If you have an area that’s particularly sore from a previous workout, spend extra time doing exercises using those muscles to drive blood flow into them and promote recovery.

Rebound Training Template

As long as you follow the principles above, you’ll be on the right track to speed up your recovery in between your more intense training sessions. To make it easier to be consistent and to make the workouts as effective as possible, I typically use a template with the same four components:

Breathe and mobilize (5 min)

I like to start most workouts with a few minutes of breathing drills and mobility exercises. These can help develop and reinforce healthier breathing patterns while supporting better mobility.

There is a wide variety of types of breathing you can do, but if you’re just starting out and want an easy one, give box breathing a try.

To do it, inhale slowly through the nose for 4-5 seconds. Next, hold your breath for 4-5 seconds before exhaling through your mouth for 4-5 seconds. Finish that cycle with another breath hold for 4-5 seconds before repeating.

After a minute or two of doing breathwork, move on to 2-3 of your favorite mobility drills to finish the warm up.

Recovery zone training (15-20 min)

After the warm up, it’s time to get in the blue zone and ramp your heart rate up. There are a couple of ways you can do this.

The first is simply doing a circuit of a few different exercises. I like to use 3-5 exercises for 60-90 seconds each while keeping heart rates relatively constant when moving from one exercise to another.

The second method is doing what I call high/low intervals in the blue zone.

Here, you’ll keep your heart rate in the middle of the blue for 60 seconds, then drive it up to the top of the blue for 60 seconds, and repeat.

You can choose to switch exercises after each round, or you can do a few rounds in a row with one exercise before moving on. It’s generally valuable to incorporate 3-5 different exercises into the recovery zone training time.

This will help drive blood flow to as many different muscles and tissues as possible.

Strength stimulation (5-10 min)

Once you’ve finished your time in the recovery zone, adding in a couple of strength exercises is optional, but it can help drive blood flow into the bigger, stronger, fast-twitch muscle fibers.

These fibers normally don’t get worked much at lower intensities.

The key is to keep the volume low. No more than 2-3 working sets of a single total body exercise like deadlifts, squats, or even explosive movements like box jumps.
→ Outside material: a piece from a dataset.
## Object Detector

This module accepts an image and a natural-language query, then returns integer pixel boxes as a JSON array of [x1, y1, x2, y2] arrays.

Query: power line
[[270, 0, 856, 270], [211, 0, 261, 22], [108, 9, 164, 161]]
If you don’t have any equipment, exercises like bodyweight jump squats and explosive push ups can do the trick.

You can do the strength exercises at higher intensities, but keep the volume limited to no more than 8-10 total reps across the 2-3 sets. This will ensure you speed up recovery instead of slow it down.

4. Recovery cool-down (3-5 min)

The last and final component of a recovery workout is spending a few minutes driving your heart rate as low as possible. Your goal should be to get it within 5-10 bpm of your morning resting HR as quickly as possible.

The easiest way to do this is to lay on the ground and focus on breathing and relaxing. The more you practice dropping your heart rate quickly, the better you’ll get at it.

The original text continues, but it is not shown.